Schweizergarde

32 Schweizer als Gardisten neu im Dienst des Papstes

Schweizer Gardisten in Rom

Schweizer Gardisten in Rom

Im Vatikan sind 32 neue Schweizer Gardisten vereidigt worden. 19 Deutschschweizer, 10 Westschweizer und 3 Tessiner verstärken die mit 110 Mitgliedern kleinste Armee der Welt im Dienste des Papstes.

Bei einer feierlichen Zeremonie in der Audienzhalle schwörten sie, Benedikt XVI. und seinen rechtmässigen Nachfolgern "treu, redlich und ehrenhaft zu dienen" - gegebenenfalls unter Einsatz des eigenen Lebens. Die neuen Gardisten wurden während der letzten 12 Monate im Vatikan ausgebildet.

Die Schweiz wurde bei der Zeremonie von ihrem Botschafter beim Heiligen Stuhl, Jean-François Kammer, vertreten, das Verteidigungsdepartement vom neuen Armeechef André Blattmann. Zudem wurde die Zürcher Kantonsregierung in diesem Jahr als Ehrengast eingeladen.

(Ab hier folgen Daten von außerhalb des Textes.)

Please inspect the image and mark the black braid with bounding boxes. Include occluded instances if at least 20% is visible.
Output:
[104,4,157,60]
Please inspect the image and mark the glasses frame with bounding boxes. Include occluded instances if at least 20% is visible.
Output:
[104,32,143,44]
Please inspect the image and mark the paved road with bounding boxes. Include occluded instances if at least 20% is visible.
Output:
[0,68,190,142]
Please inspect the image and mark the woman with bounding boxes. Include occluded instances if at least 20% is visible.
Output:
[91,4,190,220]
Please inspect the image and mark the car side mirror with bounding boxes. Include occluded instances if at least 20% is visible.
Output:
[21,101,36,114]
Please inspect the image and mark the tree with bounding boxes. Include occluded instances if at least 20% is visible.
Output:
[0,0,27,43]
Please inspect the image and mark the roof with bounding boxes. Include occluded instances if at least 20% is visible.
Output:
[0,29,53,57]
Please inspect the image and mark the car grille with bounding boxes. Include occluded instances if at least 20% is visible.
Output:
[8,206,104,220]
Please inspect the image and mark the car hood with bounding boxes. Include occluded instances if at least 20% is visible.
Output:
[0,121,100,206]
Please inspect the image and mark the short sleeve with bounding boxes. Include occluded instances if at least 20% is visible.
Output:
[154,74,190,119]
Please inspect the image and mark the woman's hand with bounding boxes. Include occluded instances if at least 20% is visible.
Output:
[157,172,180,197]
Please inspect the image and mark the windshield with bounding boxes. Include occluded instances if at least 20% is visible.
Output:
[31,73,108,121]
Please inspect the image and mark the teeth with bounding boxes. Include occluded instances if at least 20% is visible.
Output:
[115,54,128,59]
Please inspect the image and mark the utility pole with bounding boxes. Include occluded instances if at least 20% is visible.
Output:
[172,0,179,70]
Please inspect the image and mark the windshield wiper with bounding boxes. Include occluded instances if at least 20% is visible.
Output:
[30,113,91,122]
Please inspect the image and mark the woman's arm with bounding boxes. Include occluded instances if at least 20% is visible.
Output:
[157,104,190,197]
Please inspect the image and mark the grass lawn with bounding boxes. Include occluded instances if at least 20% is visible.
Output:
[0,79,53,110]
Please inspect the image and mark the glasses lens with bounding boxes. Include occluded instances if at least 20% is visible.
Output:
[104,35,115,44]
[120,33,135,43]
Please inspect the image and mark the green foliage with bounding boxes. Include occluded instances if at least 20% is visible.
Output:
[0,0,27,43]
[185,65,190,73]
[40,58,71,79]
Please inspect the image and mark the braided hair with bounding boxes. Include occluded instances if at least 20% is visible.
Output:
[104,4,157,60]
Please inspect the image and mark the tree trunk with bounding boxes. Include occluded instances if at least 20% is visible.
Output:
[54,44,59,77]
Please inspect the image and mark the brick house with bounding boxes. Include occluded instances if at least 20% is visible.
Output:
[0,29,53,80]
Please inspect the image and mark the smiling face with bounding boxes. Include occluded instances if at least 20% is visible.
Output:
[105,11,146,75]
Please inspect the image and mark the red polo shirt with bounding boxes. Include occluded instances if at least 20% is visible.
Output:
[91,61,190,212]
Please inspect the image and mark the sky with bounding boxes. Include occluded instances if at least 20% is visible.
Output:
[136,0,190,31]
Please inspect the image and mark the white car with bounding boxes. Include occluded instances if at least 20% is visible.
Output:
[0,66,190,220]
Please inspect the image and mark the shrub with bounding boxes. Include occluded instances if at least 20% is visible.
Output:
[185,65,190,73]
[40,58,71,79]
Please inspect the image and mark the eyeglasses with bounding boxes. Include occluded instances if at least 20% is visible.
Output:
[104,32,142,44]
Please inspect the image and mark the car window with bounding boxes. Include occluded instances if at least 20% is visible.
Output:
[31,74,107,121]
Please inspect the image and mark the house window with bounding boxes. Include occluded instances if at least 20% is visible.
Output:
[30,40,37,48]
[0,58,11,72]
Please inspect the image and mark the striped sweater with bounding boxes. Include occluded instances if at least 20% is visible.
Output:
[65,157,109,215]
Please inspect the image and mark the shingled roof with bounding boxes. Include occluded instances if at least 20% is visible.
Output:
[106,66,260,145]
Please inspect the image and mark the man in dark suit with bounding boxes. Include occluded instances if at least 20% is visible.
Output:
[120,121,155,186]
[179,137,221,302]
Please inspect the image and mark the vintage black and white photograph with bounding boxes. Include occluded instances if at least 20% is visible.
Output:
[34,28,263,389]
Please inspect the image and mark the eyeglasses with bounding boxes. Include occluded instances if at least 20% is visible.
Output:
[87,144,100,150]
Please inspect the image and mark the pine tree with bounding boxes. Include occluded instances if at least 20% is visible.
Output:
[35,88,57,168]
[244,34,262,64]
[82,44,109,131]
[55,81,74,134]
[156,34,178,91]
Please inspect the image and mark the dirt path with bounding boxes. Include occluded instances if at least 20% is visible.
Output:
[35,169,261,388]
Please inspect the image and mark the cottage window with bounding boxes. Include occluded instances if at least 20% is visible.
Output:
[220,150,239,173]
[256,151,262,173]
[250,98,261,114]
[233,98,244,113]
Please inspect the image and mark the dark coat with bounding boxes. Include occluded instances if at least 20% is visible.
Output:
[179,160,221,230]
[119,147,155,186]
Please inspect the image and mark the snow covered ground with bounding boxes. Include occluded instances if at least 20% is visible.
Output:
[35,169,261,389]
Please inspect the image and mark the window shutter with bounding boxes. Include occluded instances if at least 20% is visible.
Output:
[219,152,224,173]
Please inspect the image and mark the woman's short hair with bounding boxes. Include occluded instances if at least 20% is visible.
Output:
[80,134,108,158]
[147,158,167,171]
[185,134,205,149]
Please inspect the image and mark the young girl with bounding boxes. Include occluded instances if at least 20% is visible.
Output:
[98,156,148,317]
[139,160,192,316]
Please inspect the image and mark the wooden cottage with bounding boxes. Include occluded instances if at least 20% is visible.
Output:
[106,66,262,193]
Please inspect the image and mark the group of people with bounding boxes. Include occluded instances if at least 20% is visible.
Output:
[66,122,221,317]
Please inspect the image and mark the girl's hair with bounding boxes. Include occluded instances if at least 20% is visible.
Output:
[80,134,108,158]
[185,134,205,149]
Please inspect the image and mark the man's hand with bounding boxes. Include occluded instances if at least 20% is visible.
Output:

Die Schweizergarde ist seit 1506 für den Schutz der Päpste sowie die Überwachung der Eingänge zum Vatikanstaat und insbesondere zum Apostolischen Palast zuständig.

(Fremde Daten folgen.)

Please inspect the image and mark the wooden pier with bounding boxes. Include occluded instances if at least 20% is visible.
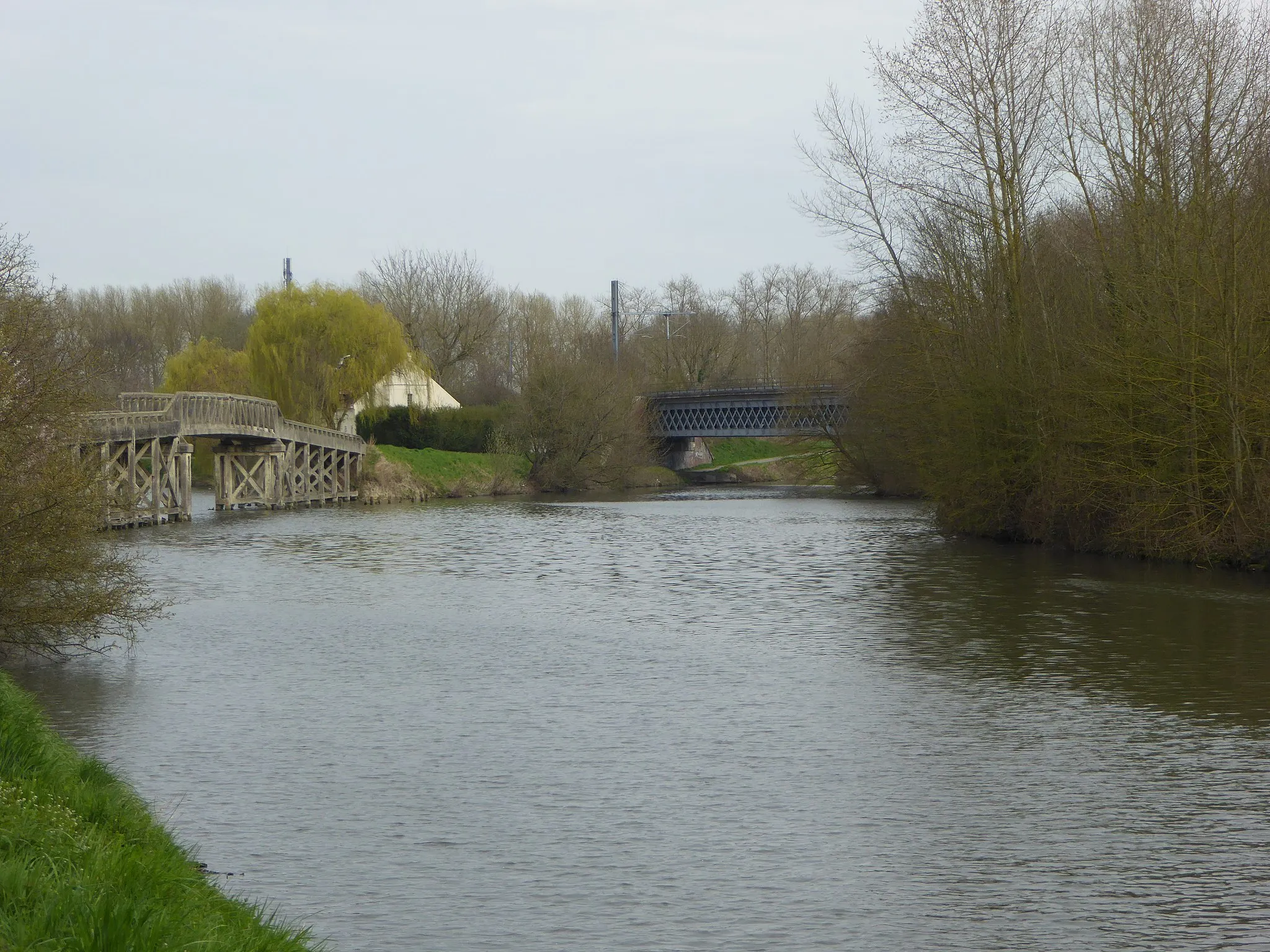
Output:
[80,392,366,527]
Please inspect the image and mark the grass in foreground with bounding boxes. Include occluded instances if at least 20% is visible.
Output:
[0,671,313,952]
[380,446,530,493]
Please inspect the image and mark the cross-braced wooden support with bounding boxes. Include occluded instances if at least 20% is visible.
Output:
[215,441,361,509]
[79,437,194,528]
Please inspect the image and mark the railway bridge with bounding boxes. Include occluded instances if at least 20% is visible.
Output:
[644,381,847,470]
[79,392,366,527]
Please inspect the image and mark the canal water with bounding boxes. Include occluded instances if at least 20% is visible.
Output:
[7,487,1270,952]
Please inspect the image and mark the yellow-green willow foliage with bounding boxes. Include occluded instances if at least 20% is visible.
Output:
[808,0,1270,563]
[245,284,411,426]
[162,338,252,394]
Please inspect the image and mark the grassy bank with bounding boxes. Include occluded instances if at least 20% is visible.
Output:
[360,446,530,503]
[0,672,311,952]
[692,437,837,483]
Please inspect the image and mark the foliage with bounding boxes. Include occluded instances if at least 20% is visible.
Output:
[246,284,409,426]
[162,338,252,394]
[361,252,505,400]
[0,674,310,952]
[357,406,508,453]
[57,278,252,405]
[809,0,1270,562]
[0,232,154,654]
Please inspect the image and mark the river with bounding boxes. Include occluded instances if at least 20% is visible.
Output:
[7,487,1270,952]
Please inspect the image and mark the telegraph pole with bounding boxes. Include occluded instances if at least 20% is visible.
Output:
[608,281,621,363]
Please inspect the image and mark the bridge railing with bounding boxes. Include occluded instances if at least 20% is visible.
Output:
[644,378,841,400]
[101,391,366,453]
[278,420,366,453]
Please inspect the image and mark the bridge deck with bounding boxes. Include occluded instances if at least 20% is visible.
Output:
[87,392,366,453]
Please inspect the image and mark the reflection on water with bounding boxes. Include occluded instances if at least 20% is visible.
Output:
[7,487,1270,950]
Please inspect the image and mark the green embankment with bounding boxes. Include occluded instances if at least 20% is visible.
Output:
[378,446,530,494]
[692,437,833,470]
[0,672,311,952]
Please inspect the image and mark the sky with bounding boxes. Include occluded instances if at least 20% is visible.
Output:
[7,0,917,297]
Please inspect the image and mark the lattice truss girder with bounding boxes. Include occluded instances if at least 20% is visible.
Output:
[658,402,842,437]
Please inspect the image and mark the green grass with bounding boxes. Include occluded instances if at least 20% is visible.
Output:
[0,672,313,952]
[692,437,832,470]
[378,446,530,490]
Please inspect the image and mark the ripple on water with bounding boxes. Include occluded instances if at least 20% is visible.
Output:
[7,488,1270,950]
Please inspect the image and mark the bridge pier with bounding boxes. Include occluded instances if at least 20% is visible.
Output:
[662,437,714,470]
[212,441,361,509]
[79,392,366,526]
[88,434,194,528]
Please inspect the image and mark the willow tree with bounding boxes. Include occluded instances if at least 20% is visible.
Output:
[162,338,252,394]
[245,284,411,426]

Wie in jedem Jahr fand die Vereidigung im Rahmen der Gedenkfeiern an den 6. Mai 1527 statt. Damals fielen während der Plünderung Roms im "Sacco di Roma" 148 Schweizer Soldaten im Kampf gegen die Truppen Kaiser Karls V., konnten für Papst Klemens VII. aber die Flucht zur Engelsburg freikämpfen.

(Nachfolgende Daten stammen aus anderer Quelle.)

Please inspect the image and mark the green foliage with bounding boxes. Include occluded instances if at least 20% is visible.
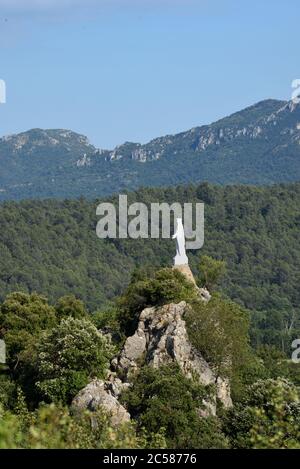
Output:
[199,256,226,291]
[0,404,165,449]
[224,379,300,449]
[118,268,197,335]
[55,295,87,320]
[122,365,227,449]
[31,317,114,404]
[0,292,56,371]
[185,295,254,394]
[0,182,300,348]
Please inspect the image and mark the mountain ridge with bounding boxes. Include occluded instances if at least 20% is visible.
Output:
[0,99,300,200]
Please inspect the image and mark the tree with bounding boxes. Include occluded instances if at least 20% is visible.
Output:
[199,256,226,291]
[121,365,227,449]
[35,317,114,404]
[55,295,87,320]
[0,292,57,374]
[224,378,300,449]
[185,294,254,391]
[118,268,197,335]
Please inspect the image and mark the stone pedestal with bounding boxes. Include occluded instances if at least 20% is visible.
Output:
[173,264,197,286]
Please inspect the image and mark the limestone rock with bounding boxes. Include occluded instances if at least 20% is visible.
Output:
[115,301,232,413]
[72,379,130,426]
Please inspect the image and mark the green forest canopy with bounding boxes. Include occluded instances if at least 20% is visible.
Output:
[0,183,300,349]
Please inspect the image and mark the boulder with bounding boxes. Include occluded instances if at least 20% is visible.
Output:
[72,379,130,426]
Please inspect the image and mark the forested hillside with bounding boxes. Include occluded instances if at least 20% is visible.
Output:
[0,183,300,353]
[0,99,300,200]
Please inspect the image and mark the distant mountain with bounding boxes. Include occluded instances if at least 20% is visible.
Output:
[0,100,300,200]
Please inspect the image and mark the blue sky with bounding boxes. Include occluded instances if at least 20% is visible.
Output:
[0,0,300,148]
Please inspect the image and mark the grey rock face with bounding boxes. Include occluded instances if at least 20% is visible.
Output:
[72,379,130,426]
[114,301,232,408]
[72,300,232,425]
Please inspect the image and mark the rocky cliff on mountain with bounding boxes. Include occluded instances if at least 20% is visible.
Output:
[73,292,232,425]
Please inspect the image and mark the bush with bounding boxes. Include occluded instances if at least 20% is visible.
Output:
[185,294,255,394]
[199,256,226,291]
[223,378,300,449]
[0,292,57,374]
[118,268,197,336]
[121,365,227,449]
[35,317,114,404]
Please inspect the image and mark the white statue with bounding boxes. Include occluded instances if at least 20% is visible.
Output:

Der neue Kommandant der Schweizergarde, Daniel Anrig, sorgte im Vorfeld der Vereidigung für eine Überraschung: Er schliesse nicht aus, dass sich die päpstliche Schutztruppe für Frauen öffnen könnte, sagte er der italienischen Nachrichtenagentur ANSA. "Ich kann mir vorstellen, dass in gewissen Bereichen Frauen eingesetzt werden könnten."